Elles peuvent remettre en cause l’émission d’actes unilatéraux habituellement pris par les acheteurs. Il en est ainsi de la possibilité de résiliation d’un marché pour un marché de commissaire aux comptes qui ne peut s’effectuer sans intervention préalable d’une décision du tribunal de commerce.

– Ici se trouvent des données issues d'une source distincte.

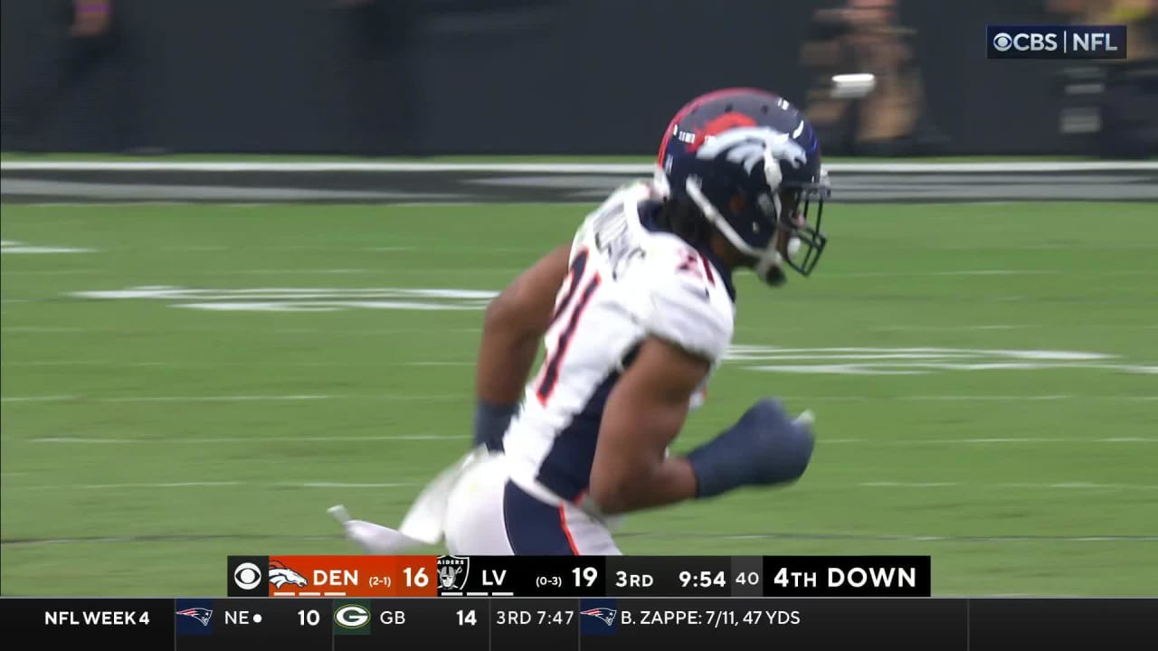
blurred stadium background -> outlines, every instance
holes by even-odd
[[[774,293],[739,279],[677,447],[774,394],[818,453],[791,489],[630,517],[623,549],[1152,594],[1156,20],[5,0],[0,592],[219,595],[229,554],[354,553],[328,506],[396,522],[468,445],[486,300],[650,174],[683,102],[757,86],[822,132],[831,247]],[[1129,58],[984,58],[985,24],[1064,22],[1128,24]]]

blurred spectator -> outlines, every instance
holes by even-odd
[[[813,74],[808,117],[834,153],[929,153],[939,139],[923,119],[921,71],[895,0],[849,0],[813,15],[802,59]],[[855,86],[835,75],[871,81]]]
[[[1061,71],[1063,134],[1093,136],[1102,158],[1158,155],[1158,0],[1047,0],[1076,24],[1124,24],[1126,59],[1073,63]]]
[[[47,43],[29,61],[20,92],[2,110],[6,149],[36,149],[32,138],[64,96],[119,49],[112,0],[51,0]]]
[[[332,0],[349,36],[347,92],[354,153],[418,154],[416,0]]]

Une saisine juridictionnelle préalable à la décision de résiliation
Clause exorbitante de droit commun, un pouvoir adjudicateur peut toujours procéder à la résiliation d’un marché sans faute du cocontractant, ou, après mise en demeure, pour faute du titulaire. En l’espèce, un établissement public de santé avait, en application de l’article L. 6141-1 du Code de la santé publique, attribué à un cabinet une mission de certification de ses comptes. Après mise en demeure de respecter les obligations contractuelles lui incombant, l’hôpital avait résilié pour faute ce marché public. Après avoir adressé une demande préalable tendant à l’indemnisation des préjudices subis en raison de la résiliation du marché, le titulaire a également saisi le juge du contrat afin qu’il ordonne la reprise des relations contractuelles. La Cour se prononce d’abord sur le caractère régulier ou irrégulier de la décision de résiliation.

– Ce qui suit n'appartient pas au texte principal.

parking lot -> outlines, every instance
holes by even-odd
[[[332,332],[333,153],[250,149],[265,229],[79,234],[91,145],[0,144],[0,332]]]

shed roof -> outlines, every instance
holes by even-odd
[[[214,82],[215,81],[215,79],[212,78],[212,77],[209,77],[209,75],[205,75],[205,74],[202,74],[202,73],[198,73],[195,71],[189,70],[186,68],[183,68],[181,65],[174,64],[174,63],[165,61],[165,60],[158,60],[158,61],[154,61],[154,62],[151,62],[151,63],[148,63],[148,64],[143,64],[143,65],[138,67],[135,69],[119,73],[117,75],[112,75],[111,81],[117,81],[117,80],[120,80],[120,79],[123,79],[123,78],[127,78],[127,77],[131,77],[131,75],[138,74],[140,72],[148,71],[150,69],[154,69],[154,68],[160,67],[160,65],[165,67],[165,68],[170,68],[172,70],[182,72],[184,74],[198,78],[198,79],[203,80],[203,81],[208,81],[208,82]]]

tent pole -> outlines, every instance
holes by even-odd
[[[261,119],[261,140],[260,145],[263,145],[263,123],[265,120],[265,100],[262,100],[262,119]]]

En application des dispositions législatives prévues par le Code de la santé publique et du Code du commerce, un marché ayant pour objet de confier une mission de certification des comptes à un commissaire aux comptes ne peut pas être résilié pour faute, quelles qu’en soient les clauses, sans une intervention préalable d’une décision du tribunal de commerce prononçant le relèvement de ce commissaire aux comptes. Par suite, l’établissement de santé ne pouvait résilier la mission de certification des comptes sans saisir, au préalable, le tribunal de commerce pour obtenir le relèvement du commissaire aux comptes.
Un manquement particulièrement grave
La procédure de relèvement prévue par le Code de commerce a pour objet de garantir l’indépendance du commissaire aux comptes en réservant le relèvement du commissaire aux comptes au seul juge et non à l’organisme dont il certifie les comptes. La méconnaissance de cette procédure constitue, par suite, un manquement particulièrement grave. Cependant, le juge n’ordonne pas la reprise des relations contractuelles au motif que celle-ci porterait une atteinte excessive à l’intérêt général et aux droits du titulaire d’un nouveau contrat. Par contre, l’entreprise est fondée à demander à être indemnisée sur la base de la marge nette qu’elle aurait réalisée à l’occasion de l’exécution du marché jusqu’à son terme.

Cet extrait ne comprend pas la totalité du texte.